Rzecznik rosyjskiego MSZ Aleksandr Łukaszewicz powiedział, że Moskwa zwróciła się do Londynu w sprawie doniesień brytyjskiej gazety "Sunday Times", według której brytyjskie władze sporządziły listę 60 obywateli Rosji zamieszanych w represje wobec Magnitskiego i zakazała wydawania im wiz do Zjednoczonego Królestwa.
Łukaszewicz dodał, że jeśli informacje gazety okażą się prawdziwe, Rosja "odpowie zgodnie z praktyką dyplomatyczną".
Osoby, które znajdują się na "czarnej liście", to m.in. sędziowie, prokuratorzy, funkcjonariusze tajnych służb, inspektorzy podatkowi, pracownicy służby więziennej - pisze "Sunday Times". Według cytowanych przez gazetę źródeł brytyjska "czarna lista" pokrywa się z amerykańską.
Departament Stanu USA wprowadził w zeszłym roku sankcje wizowe wobec rosyjskich urzędników państwowych, których uznał za odpowiedzialnych za śmierć Magnitskiego. W odpowiedzi MSZ Rosji oświadczył, że zatwierdził listę przedstawicieli USA, których pobyt w Rosji jest niepożądany.
Magnitski, który zarzucał pracownikom MSW Rosji zagarnięcie z budżetu państwa za pomocą sfałszowanych dokumentów równowartości 230 mln dolarów, sam został oskarżony o oszustwa podatkowe i zatrzymany w roku 2008, a w listopadzie roku 2009 zmarł w więzieniu. Obrońcy praw człowieka nie wykluczają, że został pobity na śmierć.

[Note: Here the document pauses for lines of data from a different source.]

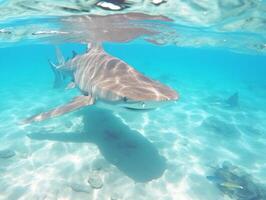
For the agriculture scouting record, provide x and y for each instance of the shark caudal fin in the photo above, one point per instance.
(58, 75)
(75, 104)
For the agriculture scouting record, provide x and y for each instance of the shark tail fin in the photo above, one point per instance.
(74, 104)
(58, 75)
(59, 56)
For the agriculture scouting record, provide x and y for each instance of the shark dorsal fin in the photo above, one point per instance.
(95, 46)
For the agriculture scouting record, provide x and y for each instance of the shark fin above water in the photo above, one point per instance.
(76, 103)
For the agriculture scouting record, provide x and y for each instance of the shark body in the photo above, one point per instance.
(106, 80)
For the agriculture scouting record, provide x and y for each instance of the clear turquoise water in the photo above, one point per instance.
(165, 153)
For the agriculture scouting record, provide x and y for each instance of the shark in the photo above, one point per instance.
(106, 81)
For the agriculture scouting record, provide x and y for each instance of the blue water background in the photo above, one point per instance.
(198, 131)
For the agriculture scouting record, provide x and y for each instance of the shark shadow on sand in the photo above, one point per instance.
(123, 147)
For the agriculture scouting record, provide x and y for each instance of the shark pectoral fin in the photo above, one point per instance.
(76, 103)
(71, 85)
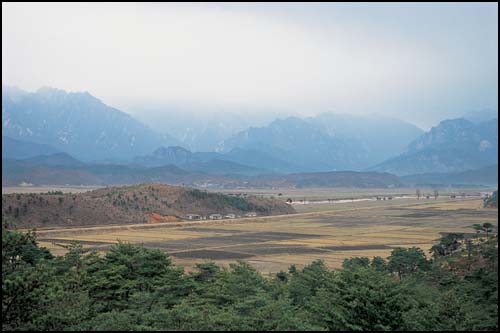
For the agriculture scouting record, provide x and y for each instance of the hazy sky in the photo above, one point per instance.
(419, 62)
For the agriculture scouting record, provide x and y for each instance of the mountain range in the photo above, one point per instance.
(452, 146)
(76, 123)
(51, 128)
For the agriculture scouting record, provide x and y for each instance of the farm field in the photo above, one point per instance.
(324, 193)
(274, 243)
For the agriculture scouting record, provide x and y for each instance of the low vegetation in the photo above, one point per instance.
(134, 288)
(127, 205)
(492, 201)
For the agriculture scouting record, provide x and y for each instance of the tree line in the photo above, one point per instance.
(134, 288)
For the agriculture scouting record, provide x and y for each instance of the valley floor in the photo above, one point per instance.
(332, 232)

Dochodzenie wykazało, że prawnikowi nie udzielono należytej pomocy lekarskiej podczas jego pobytu w więzieniu śledczym, co sprawiło, że nie wykryto u niego chorób chronicznych, m.in. cukrzycy i żółtaczki, a w konsekwencji - nie podjęto leczenia. Przed aresztowaniem Magnitski nie narzekał na zdrowie.
Stosunki rosyjsko-brytyjskie są napięte z powodu odmowy wydania przez Rosję Andrieja Ługowoja. Brytyjscy śledczy uważają go za głównego podejrzanego o zabójstwo byłego funkcjonariusza rosyjskich służb Aleksandra Litwinienki, zmarłego w 2006 r. Londynie w wyniku otrucia radioaktywnym polonem 210.